Trying to do something similar to a backup to avoid data corruption

JonJ678 · 22 Jun 2009 at 05:18

Hey guys. I'm quite happy using rsync to backup files, but at present I'm trying to do something slightly different. I've developed a phobia of files corrupting and hope to solve this with a backup. I'd rather write my own script for this (I do not know how to yet, but I will learn), so this is more to check that my reasoning is sound before I start trying to write it.

The idea is to have two identical directories on different partitions, maintaining exactly the same files in the same directory tree. In English, what I'm intending the script to do is:

-------------------------------------------------------------------------------------------------------

Check the md5sum of a file against a previously generated list
If they match, move onto next file.
If not, append the name of the file to a list of potentially corrupted files

Do the same in the second directory

Compare the two lists of potentially corrupt files,
If the same file name appears in both, but with different checksums, move the files to a folder termed ''corrupt" within their own respective partitions
If a file appears in one but not the other, move the corrupt file to a folder termed "replaced" and copy the good one across.

Print to a file how many of each exchange occurred each run, and the names of those that were moved.

-------------------------------------------------------------------------------------------------------

This relies upon initially generating a checksum file which then never itself becomes corrupt. Some form of self checking mechanism for this would be wise, at the least check that the main md5sum file in each directory match each other and abort if they do not.

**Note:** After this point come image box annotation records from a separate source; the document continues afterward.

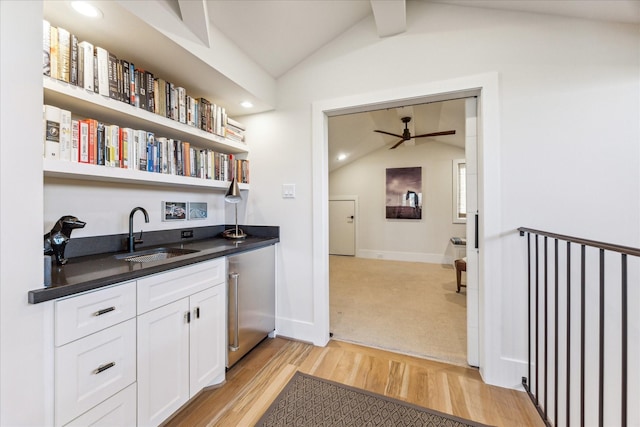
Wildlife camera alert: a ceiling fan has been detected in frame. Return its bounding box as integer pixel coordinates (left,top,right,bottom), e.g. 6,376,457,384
374,117,456,150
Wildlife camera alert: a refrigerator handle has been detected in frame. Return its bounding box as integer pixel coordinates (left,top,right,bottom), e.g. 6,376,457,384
229,273,240,351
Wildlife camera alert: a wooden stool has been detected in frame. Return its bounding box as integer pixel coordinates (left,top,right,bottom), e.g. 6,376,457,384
455,258,467,292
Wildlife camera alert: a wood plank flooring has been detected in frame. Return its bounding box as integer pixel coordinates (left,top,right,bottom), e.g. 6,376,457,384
165,338,544,427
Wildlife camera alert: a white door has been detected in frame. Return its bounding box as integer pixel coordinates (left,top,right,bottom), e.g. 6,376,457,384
465,98,480,366
138,298,189,426
329,200,356,256
189,283,227,397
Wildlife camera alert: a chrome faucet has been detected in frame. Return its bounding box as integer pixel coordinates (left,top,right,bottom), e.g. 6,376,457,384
127,206,149,252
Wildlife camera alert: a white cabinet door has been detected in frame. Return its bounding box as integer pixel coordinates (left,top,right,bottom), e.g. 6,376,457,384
138,298,189,426
189,284,226,397
55,319,136,426
65,384,136,427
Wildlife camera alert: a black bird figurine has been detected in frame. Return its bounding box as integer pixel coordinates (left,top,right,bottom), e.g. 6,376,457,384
44,215,86,265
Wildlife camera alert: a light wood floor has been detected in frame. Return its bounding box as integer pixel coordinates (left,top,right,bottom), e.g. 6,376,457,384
166,338,544,427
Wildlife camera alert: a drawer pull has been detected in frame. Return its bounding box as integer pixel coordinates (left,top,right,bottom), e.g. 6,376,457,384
93,362,116,375
93,307,116,316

Will require running a small script to move new files into the directory, to the effect of calculating their checksum and appending it to the appropriate file before/after copying them across.

Main concerns are
1/That the above is inherently unworkable
2/That it will lead to destroying data, especially that which is copied into the directory after the initial index file is generated
3/The processor and disk overhead will be excessive
4/That bash will do this poorly and I would be wiser to write it in c.

Any feedback welcome.
Cheers

Minto · 22 Jun 2009 at 10:48

you would be engaged in a constant battle to update the md5's of every little file that gets modified as you use your computer.
Even if you resolve that, you shouldn't move or copy automatically, you should print to a file or notify the user in some way and let them make the call in case the file is still doing something important (despite what your checksum might suggest!)

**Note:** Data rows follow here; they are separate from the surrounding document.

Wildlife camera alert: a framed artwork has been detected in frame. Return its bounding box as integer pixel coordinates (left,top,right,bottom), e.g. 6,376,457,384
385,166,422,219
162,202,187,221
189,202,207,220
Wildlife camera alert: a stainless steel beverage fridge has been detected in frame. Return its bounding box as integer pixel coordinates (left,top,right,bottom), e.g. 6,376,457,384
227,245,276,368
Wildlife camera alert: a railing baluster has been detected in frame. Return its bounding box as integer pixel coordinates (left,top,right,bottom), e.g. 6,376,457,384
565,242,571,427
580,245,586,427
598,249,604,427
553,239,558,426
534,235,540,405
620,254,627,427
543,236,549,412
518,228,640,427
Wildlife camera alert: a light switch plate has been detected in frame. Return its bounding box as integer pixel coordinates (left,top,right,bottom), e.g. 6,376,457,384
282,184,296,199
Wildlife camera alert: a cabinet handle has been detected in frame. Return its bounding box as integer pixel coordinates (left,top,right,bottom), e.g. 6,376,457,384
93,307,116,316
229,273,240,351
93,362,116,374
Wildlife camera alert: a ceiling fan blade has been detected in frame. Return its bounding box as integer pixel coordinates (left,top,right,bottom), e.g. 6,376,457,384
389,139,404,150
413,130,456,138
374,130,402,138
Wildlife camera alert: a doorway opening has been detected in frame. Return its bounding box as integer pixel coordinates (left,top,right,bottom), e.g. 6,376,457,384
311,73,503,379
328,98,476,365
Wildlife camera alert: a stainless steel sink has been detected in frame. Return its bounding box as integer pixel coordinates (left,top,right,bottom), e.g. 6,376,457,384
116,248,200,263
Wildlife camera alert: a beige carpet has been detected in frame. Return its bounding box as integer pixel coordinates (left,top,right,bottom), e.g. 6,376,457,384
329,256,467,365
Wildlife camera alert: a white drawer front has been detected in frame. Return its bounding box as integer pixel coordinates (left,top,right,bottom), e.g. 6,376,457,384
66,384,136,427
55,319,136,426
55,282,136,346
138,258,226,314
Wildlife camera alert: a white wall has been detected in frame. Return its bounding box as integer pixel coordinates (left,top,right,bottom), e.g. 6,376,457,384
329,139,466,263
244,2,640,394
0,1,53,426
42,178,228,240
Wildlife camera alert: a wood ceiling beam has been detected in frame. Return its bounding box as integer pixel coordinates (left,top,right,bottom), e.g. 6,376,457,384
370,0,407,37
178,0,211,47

tntcoder · 22 Jun 2009 at 12:29

Give Tripwire a look, it will monitor directories against a checksum database and scan at regular intervals.

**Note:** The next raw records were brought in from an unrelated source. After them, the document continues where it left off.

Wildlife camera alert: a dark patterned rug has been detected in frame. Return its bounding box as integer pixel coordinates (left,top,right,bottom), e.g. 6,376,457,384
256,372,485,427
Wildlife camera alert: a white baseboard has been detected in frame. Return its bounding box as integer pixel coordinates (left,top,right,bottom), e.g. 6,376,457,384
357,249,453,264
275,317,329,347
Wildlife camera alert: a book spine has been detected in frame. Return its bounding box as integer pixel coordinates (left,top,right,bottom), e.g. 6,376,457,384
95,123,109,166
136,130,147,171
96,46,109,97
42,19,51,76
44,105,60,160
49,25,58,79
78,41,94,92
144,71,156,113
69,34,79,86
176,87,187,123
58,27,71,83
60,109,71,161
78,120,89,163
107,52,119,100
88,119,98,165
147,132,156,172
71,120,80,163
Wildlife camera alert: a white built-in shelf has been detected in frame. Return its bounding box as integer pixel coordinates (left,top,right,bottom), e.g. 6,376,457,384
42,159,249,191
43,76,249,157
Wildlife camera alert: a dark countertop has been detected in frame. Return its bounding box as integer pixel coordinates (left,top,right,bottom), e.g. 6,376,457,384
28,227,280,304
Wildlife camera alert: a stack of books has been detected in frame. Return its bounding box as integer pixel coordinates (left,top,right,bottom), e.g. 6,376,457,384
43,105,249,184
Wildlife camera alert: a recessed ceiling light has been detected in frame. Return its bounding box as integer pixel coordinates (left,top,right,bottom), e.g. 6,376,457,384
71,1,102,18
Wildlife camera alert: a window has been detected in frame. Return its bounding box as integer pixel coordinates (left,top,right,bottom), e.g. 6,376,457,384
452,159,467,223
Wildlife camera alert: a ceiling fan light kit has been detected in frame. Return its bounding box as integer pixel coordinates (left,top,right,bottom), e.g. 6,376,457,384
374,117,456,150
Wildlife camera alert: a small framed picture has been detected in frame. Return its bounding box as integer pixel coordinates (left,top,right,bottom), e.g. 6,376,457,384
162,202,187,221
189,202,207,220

But as Minto said, you should really do the actual copying yourself, or at least confirm it. I cant believe you have so much corruption occurring that it would be a hassle to confirm each occurrence or resolve it manually once detected?

JonJ678 · 22 Jun 2009 at 18:16

Doing this to / would be a terrible idea, similarly to almost anywhere else really.
This would be for storing music, iso files etc which are rarely changed but which I'd rather not lose. As such the files in question wont be doing anything, so moving them around isn't going to cause any problems. The problem I have with rsync here is that it looks like it will faithfully mirror corrupted files between directories, even with the -c flag. Raid 1 is flawed in the same way.

I've met tripwire but never used it, will give some thought to applying it here. Cheers.

You may well be right in saying that it would be wiser/simpler to resolve the occurrences manually, will have to have a think about how wise automating this would be.

Cheers guys